Saturday, May 05, 2007

Jody Richards Misses Mark On Education Policy

The most basic economic theory states that lowering the price of a good increases demand for it. Education is a good and all consumers of education want to lower the price of it.


So why in the world do we continue to fall for foolish schemes like Jody Richards' College Opportunity Grants?

Establishing “College Opportunity Grants,” which would double the amount of need-based assistance given to students in the neediest 25th percentile of applicants.

Why don't we just call this "Soak The Middle Class" and quit pretending that putting our focus on expanding access to higher education by throwing more money at people based solely on their low incomes helps "education"?

I know. I am being insensitive and politically incorrect and Republican. But will someone explain to me how increasing demand -- and therefore the price -- of higher education by further subsidizing students who happen to have low incomes really benefits the state? It would be much more honest and correct to say that our goal is to create higher education opportunities for low income students by limiting them for those of mid-range means.

I fail to see how such class warfare benefits education. Seriously, Richards' "Grants" might legitimately claim to give at least a freshman year to some students of very limited means, but those same students have access to ample federal funds already.

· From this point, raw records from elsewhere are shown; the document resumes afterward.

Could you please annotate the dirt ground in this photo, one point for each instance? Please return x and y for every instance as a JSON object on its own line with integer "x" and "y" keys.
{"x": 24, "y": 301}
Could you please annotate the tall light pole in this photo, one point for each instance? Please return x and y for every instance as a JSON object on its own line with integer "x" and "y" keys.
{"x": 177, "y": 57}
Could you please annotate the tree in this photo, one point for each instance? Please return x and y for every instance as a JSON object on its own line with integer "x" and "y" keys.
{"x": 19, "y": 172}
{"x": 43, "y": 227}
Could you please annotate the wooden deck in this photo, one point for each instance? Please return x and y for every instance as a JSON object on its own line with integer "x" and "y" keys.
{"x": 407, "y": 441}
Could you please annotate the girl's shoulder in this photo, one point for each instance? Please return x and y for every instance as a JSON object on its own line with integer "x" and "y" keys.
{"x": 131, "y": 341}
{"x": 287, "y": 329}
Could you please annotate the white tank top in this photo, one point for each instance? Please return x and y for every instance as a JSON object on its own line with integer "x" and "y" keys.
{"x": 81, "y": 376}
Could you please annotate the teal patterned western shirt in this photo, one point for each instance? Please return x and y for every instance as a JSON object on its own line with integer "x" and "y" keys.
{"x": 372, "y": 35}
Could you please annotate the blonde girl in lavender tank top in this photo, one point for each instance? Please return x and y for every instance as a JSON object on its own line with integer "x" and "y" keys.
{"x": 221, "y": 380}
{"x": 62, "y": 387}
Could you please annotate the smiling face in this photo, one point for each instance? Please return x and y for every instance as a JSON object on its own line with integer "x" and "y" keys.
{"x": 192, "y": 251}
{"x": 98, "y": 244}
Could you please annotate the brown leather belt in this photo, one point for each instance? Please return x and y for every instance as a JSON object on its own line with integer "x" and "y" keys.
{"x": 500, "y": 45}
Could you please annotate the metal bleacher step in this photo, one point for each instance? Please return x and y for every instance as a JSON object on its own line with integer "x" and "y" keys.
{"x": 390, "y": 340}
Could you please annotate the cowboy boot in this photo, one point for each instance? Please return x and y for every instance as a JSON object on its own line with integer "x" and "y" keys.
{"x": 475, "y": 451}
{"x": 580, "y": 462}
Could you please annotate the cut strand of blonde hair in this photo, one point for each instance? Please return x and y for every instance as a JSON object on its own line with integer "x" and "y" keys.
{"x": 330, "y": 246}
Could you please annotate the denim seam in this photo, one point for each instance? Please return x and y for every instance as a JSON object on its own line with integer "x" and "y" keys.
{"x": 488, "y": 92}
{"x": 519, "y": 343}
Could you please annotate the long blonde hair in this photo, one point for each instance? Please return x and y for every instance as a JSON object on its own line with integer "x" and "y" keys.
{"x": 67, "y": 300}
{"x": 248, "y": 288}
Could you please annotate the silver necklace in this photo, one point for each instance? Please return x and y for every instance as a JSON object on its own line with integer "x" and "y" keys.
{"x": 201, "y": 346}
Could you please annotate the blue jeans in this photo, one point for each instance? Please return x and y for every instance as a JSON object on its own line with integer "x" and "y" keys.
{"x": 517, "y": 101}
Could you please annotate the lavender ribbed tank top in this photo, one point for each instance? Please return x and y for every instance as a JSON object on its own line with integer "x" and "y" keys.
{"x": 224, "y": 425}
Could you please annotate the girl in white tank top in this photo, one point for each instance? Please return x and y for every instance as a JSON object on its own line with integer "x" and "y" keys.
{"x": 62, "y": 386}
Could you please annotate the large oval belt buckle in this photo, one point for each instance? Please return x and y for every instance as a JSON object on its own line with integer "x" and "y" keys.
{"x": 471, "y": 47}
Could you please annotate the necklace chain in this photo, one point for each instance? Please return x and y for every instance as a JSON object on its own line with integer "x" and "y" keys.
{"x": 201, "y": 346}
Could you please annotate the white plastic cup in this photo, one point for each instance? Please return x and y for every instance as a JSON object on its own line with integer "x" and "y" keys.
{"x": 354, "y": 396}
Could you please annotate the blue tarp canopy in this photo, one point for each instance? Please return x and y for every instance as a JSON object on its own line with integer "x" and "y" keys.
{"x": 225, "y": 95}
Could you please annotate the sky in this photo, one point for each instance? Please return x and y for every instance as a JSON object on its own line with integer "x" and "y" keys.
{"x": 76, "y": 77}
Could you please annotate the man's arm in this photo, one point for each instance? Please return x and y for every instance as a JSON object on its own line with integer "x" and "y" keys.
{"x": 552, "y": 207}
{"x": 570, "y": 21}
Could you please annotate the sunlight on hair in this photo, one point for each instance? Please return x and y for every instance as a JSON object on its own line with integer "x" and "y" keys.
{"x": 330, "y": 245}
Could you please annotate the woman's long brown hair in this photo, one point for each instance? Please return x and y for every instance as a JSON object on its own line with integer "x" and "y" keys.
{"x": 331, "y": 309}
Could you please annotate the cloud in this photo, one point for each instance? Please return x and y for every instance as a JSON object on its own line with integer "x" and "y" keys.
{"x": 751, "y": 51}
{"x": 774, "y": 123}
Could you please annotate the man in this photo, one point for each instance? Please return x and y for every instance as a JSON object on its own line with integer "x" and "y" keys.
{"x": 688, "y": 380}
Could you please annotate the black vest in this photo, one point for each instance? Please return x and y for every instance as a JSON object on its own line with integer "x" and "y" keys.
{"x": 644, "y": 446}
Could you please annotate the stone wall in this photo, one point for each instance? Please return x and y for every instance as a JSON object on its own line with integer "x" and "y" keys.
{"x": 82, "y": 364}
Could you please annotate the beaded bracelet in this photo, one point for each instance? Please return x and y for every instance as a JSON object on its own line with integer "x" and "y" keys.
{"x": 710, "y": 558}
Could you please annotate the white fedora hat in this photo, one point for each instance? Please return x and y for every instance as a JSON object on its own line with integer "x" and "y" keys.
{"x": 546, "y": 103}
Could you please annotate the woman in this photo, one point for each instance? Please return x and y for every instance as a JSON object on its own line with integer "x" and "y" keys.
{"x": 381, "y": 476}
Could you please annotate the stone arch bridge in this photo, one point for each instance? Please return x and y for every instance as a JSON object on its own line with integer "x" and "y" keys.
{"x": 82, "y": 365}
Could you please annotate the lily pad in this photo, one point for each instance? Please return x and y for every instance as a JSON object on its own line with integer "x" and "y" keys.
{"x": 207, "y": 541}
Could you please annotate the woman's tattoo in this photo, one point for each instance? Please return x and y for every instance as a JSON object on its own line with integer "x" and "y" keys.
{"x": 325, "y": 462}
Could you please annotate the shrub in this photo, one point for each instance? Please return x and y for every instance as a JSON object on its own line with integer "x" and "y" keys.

If what we want is to improve schools, we should shift our focus to aiding more students who demonstrate a willingness to do the work necessary to complete a college degree. Let's incentivize achievement and not low incomes. It would be far better to tell kids in middle school that the only way they can live better than their parents is to work hard and we will help them get a college education. Instead, we tell them that mediocre effort and broke parents are all they need to get into college. Then we wring our hands because our students aren't prepared to do college work. Their failure succeeds only in raising prices for those who are more prepared, but less indigent. The biggest winner in this system is the politicians writing press releases about how much they care for the poor.